Here we have developed protocols using the baboon as a complementary alternative Old World Primate to rhesus and other macaques which have severe limitations in their availability. Baboons are not limited as research resources, they are evolutionarily closer to humans, and the multiple generations of pedigreed colonies which display complex human disease phenotypes all support their further optimization as an invaluable primate model. Since neither baboon-assisted reproductive technologies nor baboon embryonic stem cells (ESCs) have been reported, here we describe the first derivations and characterization of baboon ESC lines from IVF-generated blastocysts. Two ESCs lines (BabESC-4 and BabESC-15) display ESC morphology, express pluripotency markers (Oct-4, hTert, Nanog, Sox-2, Rex-1, TRA1-60, TRA1-81), and maintain stable euploid female karyotypes with parentage confirmed independently. They have been grown continuously for >430 and 290 days, respectively. Teratomas from both lines have all three germ layers. Availabilities of these BabESCs represent another important resource for stem cell biologists.

Pedigreed primate embryonic stem cells express homogeneous familial gene profiles.

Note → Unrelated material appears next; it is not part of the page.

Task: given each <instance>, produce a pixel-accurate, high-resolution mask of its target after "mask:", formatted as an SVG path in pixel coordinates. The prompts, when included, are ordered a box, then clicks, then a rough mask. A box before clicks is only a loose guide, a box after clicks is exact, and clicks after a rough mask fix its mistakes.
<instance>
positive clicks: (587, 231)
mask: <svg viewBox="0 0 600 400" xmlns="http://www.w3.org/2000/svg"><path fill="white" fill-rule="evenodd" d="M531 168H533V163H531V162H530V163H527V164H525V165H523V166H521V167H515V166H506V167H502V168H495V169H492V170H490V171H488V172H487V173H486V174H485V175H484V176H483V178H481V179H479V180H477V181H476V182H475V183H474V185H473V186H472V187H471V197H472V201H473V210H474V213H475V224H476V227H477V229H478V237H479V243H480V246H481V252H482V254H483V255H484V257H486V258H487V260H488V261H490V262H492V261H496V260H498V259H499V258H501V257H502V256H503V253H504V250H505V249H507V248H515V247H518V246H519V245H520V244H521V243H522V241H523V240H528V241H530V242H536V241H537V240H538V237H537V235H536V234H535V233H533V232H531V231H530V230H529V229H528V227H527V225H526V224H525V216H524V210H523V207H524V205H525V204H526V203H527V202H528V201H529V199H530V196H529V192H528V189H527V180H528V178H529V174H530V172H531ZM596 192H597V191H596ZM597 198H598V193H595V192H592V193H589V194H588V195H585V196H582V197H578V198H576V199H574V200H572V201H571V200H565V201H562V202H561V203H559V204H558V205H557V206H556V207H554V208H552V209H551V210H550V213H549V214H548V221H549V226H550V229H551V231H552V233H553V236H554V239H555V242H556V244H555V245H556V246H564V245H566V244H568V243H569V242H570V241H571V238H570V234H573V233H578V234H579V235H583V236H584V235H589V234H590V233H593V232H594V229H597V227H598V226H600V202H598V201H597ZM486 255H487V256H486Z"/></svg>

Human embryonic stem cells (hESCs) hold great biomedical promise, but experiments comparing them produce heterogeneous results, raising concerns regarding their reliability and utility, although these variations may result from their disparate and anonymous origins. To determine whether primate ESCs have intrinsic biological limitations compared with mouse ESCs, we examined expression profiles and pluripotency of newly established nonhuman primate ESC (nhpESCs). Ten pedigreed nhpESC lines, seven full siblings (fraternal quadruplets and fraternal triplets), and nine half siblings were derived from 41 rhesus embryos; derivation success correlated with embryo quality. Each line has been growing continuously for approximately 1 year with stable diploid karyotype (except for one stable trisomy) and expresses in vitro pluripotency markers, and eight have already formed teratomas. Unlike the heterogeneous gene expression profiles found among hESCs, these nhpESCs display remarkably homogeneous profiles (>97%), with full-sibling lines nearly identical (>98.2%). Female nhpESCs express genes distinct from their brother lines; these sensitive analyses are enabled because of the very low background differences. Experimental comparisons among these primate ESCs may prove more reliable than currently available hESCs, since they are akin to inbred mouse strains in which genetic variables are also nearly eliminated. Finally, contrasting the biological similarities among these lines with the heterogeneous hESCs might suggest that additional, more uniform hESC lines are justified. Taken together, pedigreed primate ESCs display homogeneous and reliable expression profiles. These similarities to mouse ESCs suggest that heterogeneities found among hESCs likely result from their disparate origins rather than intrinsic biological limitations with primate embryonic stem cells.